How Bad Would It Have to Be?
I would like to humbly suggest that we are in denial. I’m talking about myself and my doctor/scientist friends, and I’m talking about publication bias. Those of us who have done research understand the basic dilemma. Negative findings are not sexy. They don’t sell. They don’t get published in good journals. In a sense, that’s reasonable, because there are a million uninteresting reasons why any experiment might not produce an effect. Whereas the whole idea of a properly controlled experiment is that, if it produces an effect, there are only a few (or ideally, one) possible explanations. Naturally we would be drawn to those experiments. Because we are early in our careers, many of us have had the opportunity to do at least some relatively speculative, hypothesis-generating (rather than hypothesis testing) research. That means we’ve been allowed to pursue the experimental paths that bore fruit.
But what about clinical research? Trials of medications and medical devices must include negative results, or the entire game is rigged. If pharmaceutical companies and manufacturers can selectively publish only the findings that make their products look effective, then we learn essentially nothing from those studies. Let’s say we calculate some basic metrics: the ratio of studies with positive findings that are published, and the ratio of studies with negative findings that are published. Here’s where I think the denial comes in. I want you to take a moment and think those numbers would have to be for you to get really concerned about the basic legitimacy of the research….I’ll wait…
So what are your numbers? How much publication bias are you willing to tolerate in the process that determines the medications you take? Those that you prescribe your patients? Those you give to your children? What about the medical devices implanted in your parents and grandparents?

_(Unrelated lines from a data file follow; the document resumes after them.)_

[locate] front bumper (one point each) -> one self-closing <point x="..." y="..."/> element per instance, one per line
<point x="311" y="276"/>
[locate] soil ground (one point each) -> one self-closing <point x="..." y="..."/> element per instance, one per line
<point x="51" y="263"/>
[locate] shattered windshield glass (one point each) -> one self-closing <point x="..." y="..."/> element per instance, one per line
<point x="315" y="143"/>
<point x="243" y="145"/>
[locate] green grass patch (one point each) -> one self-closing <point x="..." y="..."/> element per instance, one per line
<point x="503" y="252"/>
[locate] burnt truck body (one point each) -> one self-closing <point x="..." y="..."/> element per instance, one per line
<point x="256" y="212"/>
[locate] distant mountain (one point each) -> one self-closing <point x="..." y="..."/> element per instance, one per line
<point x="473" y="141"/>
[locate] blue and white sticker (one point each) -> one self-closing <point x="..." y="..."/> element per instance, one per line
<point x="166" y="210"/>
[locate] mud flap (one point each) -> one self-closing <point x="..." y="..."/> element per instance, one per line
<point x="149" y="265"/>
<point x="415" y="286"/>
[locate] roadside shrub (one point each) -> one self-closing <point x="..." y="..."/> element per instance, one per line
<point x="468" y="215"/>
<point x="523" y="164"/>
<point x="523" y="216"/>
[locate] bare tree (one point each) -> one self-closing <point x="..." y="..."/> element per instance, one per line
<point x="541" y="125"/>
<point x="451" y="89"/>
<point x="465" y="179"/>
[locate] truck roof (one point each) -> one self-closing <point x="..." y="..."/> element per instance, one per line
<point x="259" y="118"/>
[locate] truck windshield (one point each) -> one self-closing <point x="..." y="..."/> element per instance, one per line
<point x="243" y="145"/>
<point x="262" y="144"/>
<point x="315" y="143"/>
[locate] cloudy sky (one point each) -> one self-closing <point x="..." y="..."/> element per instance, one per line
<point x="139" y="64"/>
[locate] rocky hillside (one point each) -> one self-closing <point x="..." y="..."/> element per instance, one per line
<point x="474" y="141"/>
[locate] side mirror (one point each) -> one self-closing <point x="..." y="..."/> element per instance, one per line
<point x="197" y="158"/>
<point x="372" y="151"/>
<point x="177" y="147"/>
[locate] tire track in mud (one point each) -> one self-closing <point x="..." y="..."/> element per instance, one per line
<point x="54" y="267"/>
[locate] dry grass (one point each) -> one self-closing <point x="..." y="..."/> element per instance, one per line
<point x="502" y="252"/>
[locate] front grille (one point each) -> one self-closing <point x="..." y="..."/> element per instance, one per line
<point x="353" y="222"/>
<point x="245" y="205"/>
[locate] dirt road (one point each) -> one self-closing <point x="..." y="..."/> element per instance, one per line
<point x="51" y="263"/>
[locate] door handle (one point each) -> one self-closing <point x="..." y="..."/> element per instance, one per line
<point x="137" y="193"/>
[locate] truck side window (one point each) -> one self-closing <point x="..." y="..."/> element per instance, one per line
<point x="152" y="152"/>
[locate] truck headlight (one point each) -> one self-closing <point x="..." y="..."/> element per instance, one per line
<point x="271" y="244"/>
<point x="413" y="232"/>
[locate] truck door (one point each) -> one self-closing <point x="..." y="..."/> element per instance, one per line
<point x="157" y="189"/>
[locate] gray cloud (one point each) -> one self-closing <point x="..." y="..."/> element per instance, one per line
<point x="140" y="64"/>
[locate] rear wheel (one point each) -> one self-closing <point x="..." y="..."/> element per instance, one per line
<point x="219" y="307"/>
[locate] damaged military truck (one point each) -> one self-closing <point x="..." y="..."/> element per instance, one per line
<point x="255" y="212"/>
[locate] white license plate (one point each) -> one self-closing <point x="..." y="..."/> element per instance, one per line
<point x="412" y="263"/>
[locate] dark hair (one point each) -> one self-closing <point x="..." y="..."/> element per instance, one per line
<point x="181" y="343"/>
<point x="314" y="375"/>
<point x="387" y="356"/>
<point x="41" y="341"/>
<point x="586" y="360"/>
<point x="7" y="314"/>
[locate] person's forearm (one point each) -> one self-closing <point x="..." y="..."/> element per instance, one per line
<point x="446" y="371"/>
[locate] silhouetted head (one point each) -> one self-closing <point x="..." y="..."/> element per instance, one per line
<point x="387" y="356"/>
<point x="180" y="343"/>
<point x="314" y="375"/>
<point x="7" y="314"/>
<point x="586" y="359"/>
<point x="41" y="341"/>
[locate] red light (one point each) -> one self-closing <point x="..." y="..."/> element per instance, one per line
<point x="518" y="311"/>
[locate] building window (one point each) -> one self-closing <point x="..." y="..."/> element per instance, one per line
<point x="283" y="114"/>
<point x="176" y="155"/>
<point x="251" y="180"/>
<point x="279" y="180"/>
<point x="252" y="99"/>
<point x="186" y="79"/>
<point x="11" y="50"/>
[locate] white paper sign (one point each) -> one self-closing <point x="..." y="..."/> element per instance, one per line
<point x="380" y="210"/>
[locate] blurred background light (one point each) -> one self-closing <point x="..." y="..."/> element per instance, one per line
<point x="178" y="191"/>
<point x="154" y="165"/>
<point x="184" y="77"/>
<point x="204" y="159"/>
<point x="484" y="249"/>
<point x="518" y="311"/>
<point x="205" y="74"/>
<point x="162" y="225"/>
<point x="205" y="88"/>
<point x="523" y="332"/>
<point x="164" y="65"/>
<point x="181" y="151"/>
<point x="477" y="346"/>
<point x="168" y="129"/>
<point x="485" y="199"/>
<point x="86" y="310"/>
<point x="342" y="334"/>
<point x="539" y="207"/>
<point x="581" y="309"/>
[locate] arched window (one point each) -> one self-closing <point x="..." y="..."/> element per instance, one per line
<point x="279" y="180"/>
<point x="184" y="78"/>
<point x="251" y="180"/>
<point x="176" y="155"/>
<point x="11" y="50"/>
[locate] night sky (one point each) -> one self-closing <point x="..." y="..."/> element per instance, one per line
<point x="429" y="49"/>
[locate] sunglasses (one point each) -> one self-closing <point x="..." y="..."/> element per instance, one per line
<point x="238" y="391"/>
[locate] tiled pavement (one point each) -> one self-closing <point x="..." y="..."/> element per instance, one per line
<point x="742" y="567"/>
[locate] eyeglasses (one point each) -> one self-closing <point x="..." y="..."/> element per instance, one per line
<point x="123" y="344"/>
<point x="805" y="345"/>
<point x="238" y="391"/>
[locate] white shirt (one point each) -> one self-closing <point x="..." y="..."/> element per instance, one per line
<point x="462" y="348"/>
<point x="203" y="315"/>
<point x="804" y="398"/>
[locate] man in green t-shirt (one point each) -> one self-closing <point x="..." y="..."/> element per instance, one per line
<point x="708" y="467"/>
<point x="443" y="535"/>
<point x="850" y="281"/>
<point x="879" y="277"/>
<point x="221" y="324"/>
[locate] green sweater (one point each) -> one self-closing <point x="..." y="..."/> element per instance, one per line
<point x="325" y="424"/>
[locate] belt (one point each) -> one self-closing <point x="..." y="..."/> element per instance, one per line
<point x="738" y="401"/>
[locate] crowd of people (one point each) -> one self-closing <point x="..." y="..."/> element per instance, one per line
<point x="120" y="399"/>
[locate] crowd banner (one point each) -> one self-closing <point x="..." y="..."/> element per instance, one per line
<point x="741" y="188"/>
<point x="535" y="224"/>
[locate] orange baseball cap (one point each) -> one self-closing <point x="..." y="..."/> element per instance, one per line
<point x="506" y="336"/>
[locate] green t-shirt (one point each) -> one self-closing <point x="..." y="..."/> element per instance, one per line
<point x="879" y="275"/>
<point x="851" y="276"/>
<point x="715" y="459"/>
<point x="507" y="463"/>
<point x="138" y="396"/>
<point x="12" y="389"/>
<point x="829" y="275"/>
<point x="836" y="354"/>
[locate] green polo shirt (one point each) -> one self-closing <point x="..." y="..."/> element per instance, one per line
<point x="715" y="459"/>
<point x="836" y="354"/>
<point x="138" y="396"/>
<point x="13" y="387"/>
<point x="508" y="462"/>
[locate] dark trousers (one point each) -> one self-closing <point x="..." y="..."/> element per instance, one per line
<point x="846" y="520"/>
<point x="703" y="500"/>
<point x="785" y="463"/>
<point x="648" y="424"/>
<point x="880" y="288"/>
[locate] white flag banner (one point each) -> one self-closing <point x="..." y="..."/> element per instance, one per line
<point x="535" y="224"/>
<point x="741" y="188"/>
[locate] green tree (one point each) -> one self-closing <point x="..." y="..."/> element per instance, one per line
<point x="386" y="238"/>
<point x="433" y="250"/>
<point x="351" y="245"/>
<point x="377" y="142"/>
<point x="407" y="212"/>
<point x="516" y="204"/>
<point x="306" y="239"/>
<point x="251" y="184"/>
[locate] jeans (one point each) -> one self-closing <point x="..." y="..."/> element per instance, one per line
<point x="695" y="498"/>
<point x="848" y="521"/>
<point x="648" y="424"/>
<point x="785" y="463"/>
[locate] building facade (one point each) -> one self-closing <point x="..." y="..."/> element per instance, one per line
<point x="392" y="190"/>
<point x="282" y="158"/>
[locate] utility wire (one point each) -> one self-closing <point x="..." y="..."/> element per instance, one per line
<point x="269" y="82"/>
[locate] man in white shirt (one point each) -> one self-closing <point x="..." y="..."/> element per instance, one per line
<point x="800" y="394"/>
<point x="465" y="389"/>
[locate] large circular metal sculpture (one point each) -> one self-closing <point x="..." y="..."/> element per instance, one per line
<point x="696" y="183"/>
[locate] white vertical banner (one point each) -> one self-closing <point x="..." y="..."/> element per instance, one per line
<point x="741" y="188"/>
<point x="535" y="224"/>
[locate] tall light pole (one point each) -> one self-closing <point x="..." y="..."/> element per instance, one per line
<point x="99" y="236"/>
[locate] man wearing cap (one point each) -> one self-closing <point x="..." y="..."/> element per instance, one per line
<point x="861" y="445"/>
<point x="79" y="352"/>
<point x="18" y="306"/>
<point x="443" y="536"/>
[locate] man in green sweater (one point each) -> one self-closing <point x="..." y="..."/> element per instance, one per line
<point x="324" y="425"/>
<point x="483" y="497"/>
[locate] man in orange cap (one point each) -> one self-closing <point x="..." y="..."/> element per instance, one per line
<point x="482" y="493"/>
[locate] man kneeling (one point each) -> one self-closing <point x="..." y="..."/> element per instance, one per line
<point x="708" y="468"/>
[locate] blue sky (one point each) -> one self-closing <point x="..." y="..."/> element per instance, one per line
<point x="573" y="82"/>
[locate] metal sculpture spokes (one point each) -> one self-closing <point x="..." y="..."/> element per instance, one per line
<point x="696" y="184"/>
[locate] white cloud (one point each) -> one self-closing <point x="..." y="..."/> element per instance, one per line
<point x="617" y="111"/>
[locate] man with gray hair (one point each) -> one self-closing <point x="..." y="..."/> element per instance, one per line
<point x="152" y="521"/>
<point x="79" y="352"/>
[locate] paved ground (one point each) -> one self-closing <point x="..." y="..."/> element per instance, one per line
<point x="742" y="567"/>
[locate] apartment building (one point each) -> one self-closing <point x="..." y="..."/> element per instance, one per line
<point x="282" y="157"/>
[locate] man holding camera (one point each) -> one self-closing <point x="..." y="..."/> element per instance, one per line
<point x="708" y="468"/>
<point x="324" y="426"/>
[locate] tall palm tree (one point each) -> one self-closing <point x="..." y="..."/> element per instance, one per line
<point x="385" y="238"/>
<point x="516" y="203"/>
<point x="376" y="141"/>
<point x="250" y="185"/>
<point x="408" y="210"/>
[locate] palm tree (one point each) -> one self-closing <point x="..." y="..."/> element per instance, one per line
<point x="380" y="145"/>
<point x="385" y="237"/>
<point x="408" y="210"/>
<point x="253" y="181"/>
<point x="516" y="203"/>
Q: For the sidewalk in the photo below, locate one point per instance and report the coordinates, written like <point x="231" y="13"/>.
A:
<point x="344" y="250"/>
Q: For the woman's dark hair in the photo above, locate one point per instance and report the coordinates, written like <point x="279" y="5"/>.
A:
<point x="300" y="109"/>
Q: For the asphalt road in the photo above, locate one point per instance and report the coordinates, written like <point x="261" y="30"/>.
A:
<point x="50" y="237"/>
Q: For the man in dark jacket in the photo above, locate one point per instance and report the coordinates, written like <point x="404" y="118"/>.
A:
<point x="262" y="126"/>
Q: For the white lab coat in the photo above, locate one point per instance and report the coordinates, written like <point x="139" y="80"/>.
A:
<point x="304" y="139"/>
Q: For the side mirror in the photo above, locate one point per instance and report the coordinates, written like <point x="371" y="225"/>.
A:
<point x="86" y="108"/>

A study from 2008 in the New England Journal of Medicine used trial registration records and FDA findings to determine these numbers for 12 antidepressant medications. The researchers reviewed 74 studies (representing more than 12,500 patients) and found that all but 1 of the 37 studies viewed by the FDA as supporting the effectiveness of the drug were published. The path to print was more arduous for those studies the FDA deemed to have negative or questionable results. Of the 36 trials, only 3 were published directly, 11 were published in way the authors said conveyed the results as positive, and 22 were not published at all. Meta-analysis suggested that the exclusion of the negative findings inflated effect sizes by 32%.
While this is only one study, and antidepressant trials commonly have relatively thin margins between effects in controls and in treated subjects, other research has suggested that the trials are like cosmic dark matter of biomedical science, a huge mass of missing data most notable in its absence. As Ben Goldacre points out a recent OpEd in the New York Times (and in a new book), the regulatory fixes that were meant to expose these trials have often failed to bring the intended transparency to the process. Furthermore, because many of the medications we use today rely on trials that were conducted before these rule changes, it will take years of strict compliance (so far, elusive) before we can be confident that we aren’t being hoodwinked by the most elementary of statistical shenanigans. For this reason, Goldacre has been championing alltrials.net, a petition campaign to rally support for retroactive registration of the thousands of missing trials. Amazingly, GSK (GlaxoSmithKline) has even committed to supporting the campaign (and to data transparency in general). Perhaps this is a signal of a nascent consensus.
To be clear, I’m not anti-pharma. Some of my best friends are pharmaceuticals. I’m just hoping to get beyond the need for self-delusion.